Я мотаю головой и чувствую, как слезы снова текут из глаз. Вскоре они начинают капать на шапочку Ивана. Мне нужно наружу. Я целенаправленно устремляюсь к выходу, мимо полок с развесными конфетами и очередей у касс. Проходя автоматические двери, чтобы выйти на площадь, я слышу, как моя мачеха отчитывает мужичка с сырным пирогом. «Она сегодня похоронила мужа, надо думать, что говоришь, чертов идиот…» – это последнее, что я слышу, прежде чем двери затворяются у меня за спиной, и я стою одна с Иваном в слинге на площади в Сандборге. Начался дождь. Я накрываю Ивана полой своей куртки, держу руки над его головой, защищая его от снега и слез. Праздновать мне больше не хочется. Я просто хочу домой.

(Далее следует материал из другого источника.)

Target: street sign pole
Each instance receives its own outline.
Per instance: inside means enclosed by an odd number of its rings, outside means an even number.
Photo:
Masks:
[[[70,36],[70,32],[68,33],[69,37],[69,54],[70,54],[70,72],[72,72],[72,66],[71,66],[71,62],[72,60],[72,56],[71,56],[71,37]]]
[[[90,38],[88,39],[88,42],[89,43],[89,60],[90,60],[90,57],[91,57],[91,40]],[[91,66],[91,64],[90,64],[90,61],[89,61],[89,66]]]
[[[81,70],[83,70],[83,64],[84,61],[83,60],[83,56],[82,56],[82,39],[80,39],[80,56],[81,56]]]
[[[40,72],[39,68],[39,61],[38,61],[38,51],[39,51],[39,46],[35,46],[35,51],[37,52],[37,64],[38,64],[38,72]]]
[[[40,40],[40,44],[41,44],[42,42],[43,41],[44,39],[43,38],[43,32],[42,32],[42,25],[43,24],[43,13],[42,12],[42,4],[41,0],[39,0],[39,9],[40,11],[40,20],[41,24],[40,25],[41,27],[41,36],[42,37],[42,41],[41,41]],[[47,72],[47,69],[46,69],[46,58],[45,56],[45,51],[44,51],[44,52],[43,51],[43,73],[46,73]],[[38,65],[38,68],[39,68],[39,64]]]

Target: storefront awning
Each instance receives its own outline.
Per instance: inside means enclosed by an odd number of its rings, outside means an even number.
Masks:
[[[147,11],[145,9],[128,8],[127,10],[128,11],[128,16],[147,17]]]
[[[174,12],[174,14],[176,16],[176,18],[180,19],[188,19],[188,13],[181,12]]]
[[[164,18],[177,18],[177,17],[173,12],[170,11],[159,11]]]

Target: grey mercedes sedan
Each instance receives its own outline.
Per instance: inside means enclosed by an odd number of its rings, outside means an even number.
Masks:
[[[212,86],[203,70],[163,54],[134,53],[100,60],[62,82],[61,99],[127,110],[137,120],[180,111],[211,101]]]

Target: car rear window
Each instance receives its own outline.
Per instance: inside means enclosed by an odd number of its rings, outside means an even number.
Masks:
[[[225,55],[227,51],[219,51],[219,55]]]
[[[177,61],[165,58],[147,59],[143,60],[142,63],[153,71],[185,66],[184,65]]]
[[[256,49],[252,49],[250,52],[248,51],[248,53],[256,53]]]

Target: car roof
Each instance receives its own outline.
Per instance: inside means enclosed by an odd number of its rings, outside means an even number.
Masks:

Переезд дался тебе тяжело. Ты устал. Почти все время хочешь спать. У тебя ни на что нет сил. Играя с Иваном, ты часто делаешь это лежа на полу. Когда он уползает, ты не всегда следуешь за ним. Тогда Иван поворачивается, ползет обратно к тебе – никто кроме тебя не может заставить нашего сына так сиять. Даже когда ты устал. Несколько раз я находила тебя на полу на его одеяле, когда Иван уползал куда-то по квартире навстречу собственным открытиям. Когда ты поднимаешь его, кажется, тебе приходится прилагать все силы, словно он вдруг стал тяжелым. Я волнуюсь за тебя и ломаю голову – ты заразился каким-то вирусом или это психологическая реакция на переезд? В прошлый раз, когда мы переезжали, ты тоже заболел. Может быть, тебе тяжело снова вырывать все с корнем, покидать еще одно место, которое ты считал своим домом, и сейчас ощущаются последствия? Или у тебя выгорание? В последнее время ты очень много работал. Осталось всего пять дней – и начнется твой отпуск по уходу за ребенком на полдня.